Booth's algorithm for multiplication, speeds up the shift/add process by consuming 2 bits during each shift/add step. But why stop at 2 bits? Your task: design the data path and control (like the 2bit Booth's algorithm) for consuming up to 4 bits at each step. Each step will be one or two shifts combined with either an add or a subtract.

Control inputs to the data path are: number of bits to be shifted before the add/subtract, whether to add, subtract, or add 0, and the number of bits to be shifted after the add/subtract/zero operation. Also whether to set or clear the *carry-control* bit. Complete the truth table below.
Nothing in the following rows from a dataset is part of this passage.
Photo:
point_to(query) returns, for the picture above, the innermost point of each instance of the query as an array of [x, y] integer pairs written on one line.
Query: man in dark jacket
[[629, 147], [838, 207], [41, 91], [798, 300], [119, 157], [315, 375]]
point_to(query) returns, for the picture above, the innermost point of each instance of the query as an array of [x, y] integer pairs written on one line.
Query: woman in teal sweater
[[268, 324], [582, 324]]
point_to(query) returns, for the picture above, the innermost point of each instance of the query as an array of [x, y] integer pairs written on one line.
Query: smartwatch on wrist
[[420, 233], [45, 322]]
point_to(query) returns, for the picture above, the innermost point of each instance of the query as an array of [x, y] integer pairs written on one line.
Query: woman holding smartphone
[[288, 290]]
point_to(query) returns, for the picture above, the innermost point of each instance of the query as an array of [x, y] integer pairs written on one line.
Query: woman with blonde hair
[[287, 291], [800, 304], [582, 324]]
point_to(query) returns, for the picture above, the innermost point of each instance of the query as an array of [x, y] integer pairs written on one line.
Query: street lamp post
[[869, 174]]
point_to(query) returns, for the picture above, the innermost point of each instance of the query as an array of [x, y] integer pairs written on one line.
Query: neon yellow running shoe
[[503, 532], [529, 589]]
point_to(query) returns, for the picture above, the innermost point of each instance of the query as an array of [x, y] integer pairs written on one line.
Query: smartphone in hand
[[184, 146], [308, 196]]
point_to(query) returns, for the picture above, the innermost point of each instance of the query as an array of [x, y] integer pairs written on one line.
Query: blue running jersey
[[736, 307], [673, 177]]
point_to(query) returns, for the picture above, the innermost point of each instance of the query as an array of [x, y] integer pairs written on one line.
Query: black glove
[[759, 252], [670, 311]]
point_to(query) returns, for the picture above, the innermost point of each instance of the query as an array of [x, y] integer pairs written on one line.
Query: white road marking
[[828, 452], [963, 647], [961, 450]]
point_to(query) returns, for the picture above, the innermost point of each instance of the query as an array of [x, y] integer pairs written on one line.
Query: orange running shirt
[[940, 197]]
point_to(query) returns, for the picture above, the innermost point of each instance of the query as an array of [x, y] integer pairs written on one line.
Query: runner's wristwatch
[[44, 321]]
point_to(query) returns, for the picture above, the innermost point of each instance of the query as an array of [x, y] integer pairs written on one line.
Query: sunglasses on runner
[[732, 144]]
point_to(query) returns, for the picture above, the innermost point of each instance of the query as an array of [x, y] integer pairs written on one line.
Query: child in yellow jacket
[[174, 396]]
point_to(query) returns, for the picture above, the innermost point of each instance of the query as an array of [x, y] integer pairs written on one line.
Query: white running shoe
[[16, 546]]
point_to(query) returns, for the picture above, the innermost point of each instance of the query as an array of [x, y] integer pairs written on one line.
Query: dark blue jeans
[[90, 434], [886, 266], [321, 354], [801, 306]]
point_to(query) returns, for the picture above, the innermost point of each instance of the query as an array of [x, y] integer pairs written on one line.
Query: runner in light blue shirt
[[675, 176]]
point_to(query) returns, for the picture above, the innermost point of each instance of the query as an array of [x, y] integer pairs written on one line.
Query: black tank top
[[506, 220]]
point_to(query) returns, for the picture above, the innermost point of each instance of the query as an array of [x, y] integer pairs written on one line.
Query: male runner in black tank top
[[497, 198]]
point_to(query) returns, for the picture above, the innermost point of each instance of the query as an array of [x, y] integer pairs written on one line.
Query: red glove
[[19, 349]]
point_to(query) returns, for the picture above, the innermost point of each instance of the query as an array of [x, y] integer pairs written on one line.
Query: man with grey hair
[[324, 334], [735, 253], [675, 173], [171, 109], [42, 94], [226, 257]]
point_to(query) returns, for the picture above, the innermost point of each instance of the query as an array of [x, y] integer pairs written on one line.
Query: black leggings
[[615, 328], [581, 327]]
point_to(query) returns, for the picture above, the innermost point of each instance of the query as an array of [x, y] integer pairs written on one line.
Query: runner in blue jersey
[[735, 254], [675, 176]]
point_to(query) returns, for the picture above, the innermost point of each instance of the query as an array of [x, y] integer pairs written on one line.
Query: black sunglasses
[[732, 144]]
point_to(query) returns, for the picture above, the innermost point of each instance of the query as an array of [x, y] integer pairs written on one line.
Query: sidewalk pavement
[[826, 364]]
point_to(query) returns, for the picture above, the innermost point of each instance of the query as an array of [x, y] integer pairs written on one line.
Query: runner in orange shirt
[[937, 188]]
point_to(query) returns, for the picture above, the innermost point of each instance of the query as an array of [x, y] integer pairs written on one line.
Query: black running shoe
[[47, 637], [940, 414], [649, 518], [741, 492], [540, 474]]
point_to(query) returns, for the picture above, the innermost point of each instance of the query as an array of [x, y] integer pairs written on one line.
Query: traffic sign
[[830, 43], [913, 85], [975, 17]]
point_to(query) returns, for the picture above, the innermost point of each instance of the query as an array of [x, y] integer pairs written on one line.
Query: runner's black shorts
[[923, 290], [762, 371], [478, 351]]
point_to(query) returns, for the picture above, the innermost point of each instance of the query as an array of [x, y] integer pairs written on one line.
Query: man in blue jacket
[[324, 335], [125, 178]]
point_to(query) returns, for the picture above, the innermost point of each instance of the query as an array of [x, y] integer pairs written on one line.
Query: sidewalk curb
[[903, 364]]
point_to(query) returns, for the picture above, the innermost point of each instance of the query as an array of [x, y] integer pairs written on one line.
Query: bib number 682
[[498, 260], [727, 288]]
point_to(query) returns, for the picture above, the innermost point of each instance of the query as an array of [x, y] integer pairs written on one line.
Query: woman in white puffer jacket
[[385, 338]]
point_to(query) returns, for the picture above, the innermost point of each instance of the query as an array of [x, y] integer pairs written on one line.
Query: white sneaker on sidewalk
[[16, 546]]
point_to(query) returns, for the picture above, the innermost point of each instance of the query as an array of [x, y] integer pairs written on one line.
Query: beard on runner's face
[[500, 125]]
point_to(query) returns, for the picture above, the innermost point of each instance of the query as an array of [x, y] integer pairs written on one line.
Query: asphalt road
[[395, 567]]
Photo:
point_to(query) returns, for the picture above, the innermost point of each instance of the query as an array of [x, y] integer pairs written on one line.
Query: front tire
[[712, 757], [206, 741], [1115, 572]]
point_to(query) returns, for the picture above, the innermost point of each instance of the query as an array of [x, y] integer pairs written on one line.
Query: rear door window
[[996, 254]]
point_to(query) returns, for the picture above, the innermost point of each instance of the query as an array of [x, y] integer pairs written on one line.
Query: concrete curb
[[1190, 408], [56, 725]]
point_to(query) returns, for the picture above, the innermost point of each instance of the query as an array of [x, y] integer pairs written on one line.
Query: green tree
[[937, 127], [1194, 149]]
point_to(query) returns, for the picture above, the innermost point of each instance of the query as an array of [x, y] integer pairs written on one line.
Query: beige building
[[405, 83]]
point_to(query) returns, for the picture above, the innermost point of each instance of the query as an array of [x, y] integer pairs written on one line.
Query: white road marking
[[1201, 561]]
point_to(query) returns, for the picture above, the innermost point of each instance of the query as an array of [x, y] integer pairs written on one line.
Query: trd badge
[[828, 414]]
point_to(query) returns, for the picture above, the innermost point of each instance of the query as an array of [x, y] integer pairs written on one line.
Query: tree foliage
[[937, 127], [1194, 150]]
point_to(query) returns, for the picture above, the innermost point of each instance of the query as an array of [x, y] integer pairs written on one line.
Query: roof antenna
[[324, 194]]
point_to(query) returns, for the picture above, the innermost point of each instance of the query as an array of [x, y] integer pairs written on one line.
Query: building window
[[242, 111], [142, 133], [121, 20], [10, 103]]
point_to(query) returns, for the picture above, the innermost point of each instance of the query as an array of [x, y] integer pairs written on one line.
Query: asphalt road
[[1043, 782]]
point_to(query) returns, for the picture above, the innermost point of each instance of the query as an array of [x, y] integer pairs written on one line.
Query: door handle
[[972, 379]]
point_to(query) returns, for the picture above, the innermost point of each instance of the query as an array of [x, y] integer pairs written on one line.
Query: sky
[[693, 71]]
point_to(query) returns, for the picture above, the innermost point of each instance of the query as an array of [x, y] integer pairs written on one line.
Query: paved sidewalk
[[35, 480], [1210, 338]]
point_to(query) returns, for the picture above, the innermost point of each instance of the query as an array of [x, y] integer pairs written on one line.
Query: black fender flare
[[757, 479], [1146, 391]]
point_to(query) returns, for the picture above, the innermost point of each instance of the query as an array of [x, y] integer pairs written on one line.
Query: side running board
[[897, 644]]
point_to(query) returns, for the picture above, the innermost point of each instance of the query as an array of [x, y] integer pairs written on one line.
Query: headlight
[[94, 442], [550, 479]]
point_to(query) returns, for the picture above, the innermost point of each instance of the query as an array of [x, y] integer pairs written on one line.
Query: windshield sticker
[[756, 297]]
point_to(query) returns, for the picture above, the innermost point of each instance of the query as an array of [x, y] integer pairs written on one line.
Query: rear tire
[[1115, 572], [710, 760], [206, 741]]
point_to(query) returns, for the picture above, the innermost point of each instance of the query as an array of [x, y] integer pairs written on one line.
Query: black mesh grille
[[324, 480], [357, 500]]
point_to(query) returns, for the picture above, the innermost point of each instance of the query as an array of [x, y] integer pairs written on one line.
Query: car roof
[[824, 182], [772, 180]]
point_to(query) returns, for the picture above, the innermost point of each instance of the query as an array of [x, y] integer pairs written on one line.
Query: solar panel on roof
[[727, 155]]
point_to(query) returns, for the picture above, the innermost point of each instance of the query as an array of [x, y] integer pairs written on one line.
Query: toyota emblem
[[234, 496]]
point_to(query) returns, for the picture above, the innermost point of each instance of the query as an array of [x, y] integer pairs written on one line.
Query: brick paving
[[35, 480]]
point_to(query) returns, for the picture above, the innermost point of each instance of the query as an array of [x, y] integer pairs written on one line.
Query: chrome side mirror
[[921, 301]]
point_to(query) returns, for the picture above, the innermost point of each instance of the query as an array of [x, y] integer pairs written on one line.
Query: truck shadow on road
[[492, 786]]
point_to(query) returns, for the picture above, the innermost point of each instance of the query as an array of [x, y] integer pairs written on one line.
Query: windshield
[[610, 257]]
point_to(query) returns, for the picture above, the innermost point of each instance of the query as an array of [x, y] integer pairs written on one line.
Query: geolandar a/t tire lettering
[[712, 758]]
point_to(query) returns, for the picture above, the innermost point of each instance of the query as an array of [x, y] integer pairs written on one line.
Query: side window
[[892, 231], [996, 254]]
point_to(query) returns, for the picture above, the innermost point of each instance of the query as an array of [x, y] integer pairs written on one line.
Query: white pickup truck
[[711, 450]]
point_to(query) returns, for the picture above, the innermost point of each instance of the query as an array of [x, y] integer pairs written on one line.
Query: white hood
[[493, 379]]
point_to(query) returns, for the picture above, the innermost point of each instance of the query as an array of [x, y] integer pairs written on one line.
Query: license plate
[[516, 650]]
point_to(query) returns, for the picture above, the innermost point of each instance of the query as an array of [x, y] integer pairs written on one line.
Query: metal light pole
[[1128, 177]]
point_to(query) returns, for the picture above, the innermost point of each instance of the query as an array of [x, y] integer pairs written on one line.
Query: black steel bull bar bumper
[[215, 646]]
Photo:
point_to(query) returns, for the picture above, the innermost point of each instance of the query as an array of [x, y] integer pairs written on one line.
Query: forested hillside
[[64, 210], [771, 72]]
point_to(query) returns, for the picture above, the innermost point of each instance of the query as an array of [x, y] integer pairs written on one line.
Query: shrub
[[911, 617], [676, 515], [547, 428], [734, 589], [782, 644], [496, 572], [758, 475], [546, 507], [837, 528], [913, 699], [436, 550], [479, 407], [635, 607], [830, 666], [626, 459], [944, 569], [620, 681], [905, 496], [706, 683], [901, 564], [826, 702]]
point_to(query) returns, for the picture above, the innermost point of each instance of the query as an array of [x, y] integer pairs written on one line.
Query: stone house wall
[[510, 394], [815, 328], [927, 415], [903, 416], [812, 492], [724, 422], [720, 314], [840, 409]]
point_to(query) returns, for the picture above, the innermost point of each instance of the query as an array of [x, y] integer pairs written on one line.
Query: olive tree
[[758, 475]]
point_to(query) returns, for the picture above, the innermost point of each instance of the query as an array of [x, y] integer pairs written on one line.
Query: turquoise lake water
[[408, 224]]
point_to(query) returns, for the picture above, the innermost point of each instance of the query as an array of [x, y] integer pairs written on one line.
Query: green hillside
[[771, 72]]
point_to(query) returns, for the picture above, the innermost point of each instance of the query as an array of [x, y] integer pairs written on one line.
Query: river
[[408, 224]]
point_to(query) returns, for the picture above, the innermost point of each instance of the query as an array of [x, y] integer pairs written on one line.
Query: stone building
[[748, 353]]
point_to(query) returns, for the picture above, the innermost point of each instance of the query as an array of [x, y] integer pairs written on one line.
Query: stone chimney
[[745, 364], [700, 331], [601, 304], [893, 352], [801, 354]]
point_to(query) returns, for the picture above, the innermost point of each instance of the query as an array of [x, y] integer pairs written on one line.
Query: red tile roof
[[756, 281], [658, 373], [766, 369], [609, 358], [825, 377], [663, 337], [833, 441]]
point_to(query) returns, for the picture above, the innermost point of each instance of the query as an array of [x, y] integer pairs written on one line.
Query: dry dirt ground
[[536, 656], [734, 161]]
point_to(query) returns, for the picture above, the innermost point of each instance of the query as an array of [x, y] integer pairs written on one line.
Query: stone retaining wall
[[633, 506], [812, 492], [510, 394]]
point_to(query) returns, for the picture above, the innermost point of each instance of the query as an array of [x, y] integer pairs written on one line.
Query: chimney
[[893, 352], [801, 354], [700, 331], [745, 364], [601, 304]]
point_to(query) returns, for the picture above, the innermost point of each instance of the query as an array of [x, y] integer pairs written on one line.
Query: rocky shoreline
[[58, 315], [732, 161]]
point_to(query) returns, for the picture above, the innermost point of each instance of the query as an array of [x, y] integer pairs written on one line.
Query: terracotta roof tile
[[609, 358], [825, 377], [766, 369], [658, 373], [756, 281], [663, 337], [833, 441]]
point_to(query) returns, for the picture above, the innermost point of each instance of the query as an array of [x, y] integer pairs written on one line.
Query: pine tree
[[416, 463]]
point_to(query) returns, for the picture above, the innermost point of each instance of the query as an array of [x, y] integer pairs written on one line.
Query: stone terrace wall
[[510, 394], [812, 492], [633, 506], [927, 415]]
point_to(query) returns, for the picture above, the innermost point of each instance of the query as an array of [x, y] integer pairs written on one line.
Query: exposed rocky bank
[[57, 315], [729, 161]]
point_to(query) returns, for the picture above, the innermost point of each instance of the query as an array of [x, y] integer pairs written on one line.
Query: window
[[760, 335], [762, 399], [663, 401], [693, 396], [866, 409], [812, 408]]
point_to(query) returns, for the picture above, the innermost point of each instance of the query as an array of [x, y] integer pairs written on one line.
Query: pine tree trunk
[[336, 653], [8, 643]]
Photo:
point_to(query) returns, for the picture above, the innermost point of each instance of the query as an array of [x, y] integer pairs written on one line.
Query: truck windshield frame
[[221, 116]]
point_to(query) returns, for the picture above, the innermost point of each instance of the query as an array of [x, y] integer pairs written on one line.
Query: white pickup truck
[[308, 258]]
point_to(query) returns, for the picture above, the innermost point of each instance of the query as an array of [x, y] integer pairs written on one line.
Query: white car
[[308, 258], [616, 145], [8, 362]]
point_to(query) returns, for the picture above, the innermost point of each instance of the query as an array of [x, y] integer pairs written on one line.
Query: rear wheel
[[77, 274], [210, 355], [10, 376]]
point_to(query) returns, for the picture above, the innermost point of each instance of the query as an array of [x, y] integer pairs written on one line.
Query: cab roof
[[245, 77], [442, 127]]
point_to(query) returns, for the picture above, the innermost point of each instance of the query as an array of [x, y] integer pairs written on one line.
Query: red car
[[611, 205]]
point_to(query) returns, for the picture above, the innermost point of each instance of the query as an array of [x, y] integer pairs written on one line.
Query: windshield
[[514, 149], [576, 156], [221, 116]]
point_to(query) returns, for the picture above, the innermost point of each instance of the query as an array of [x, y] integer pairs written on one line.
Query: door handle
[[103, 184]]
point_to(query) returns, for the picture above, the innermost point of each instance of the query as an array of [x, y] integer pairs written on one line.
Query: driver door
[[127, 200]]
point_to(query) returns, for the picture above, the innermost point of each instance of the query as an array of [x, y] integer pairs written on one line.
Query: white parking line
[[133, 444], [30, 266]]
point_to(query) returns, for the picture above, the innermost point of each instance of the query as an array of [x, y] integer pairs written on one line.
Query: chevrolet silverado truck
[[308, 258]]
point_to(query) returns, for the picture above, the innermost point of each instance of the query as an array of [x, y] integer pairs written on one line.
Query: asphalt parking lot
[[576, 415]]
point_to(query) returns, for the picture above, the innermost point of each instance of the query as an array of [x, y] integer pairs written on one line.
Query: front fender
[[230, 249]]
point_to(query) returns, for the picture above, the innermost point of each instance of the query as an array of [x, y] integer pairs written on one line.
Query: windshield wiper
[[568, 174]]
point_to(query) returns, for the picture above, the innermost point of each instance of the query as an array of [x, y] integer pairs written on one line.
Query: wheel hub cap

Each input combination corresponds to the low-order four bits of the multiplier at the time of the iteration step.

Carry-ctl mpy bits | carry-ctl pre-sh +/-/0 post-sh
--------------------|--------------------------------------
             0 0000 | Clear        0     0      4
             0 0001 | Clear        0     +      4
             0 0010 | Clear        1     +      3
             0 0011 | Set          0     -      2
             0 0100 | Clear        2     +      2
             0 0101 | Clear        0     +      2
             0 0110 | Set          1     -      2
             0 0111 |
             0 1000 |
             0 1001 |
             0 1010 |
             0 1011 |
             0 1100 |
             0 1101 |
             0 1110 | Set          1     -      3
             0 1111 | Set          0     -      4
             1 0000 | Clear        0     +      4
             1 0001 |
             1 0010 |
             1 0011 |
             1 0100 |
             1 0101 |
             1 0110 |
             1 0111 |
             1 1000 |
             1 1001 |
             1 1010 |
             1 1011 |
             1 1100 |
             1 1101 |
             1 1110 |
             1 1111 | Set          0     0      4

Your job:
--------

Step 1: Design the data path for this functional unit.
Step 2: Complete the output columns of the truth table above, which provides the control signals.
Step 3: Compute the average number of bits consumed on each iteration of an integer multiply instruction. (Hint: more than 3)

Problem 6:

Write an assembly program to add two 32-bit integers. Assume the LC-2 architecture has the following features:

a. A carry bit in addition to the condition codes.
b. A new instruction in the instruction set namely,
ADDC R1, R2, R3

which adds the contents of R1 and R2 together with the carry of the previous operation to generate the sum in R1 along with the carry resulting from the operation.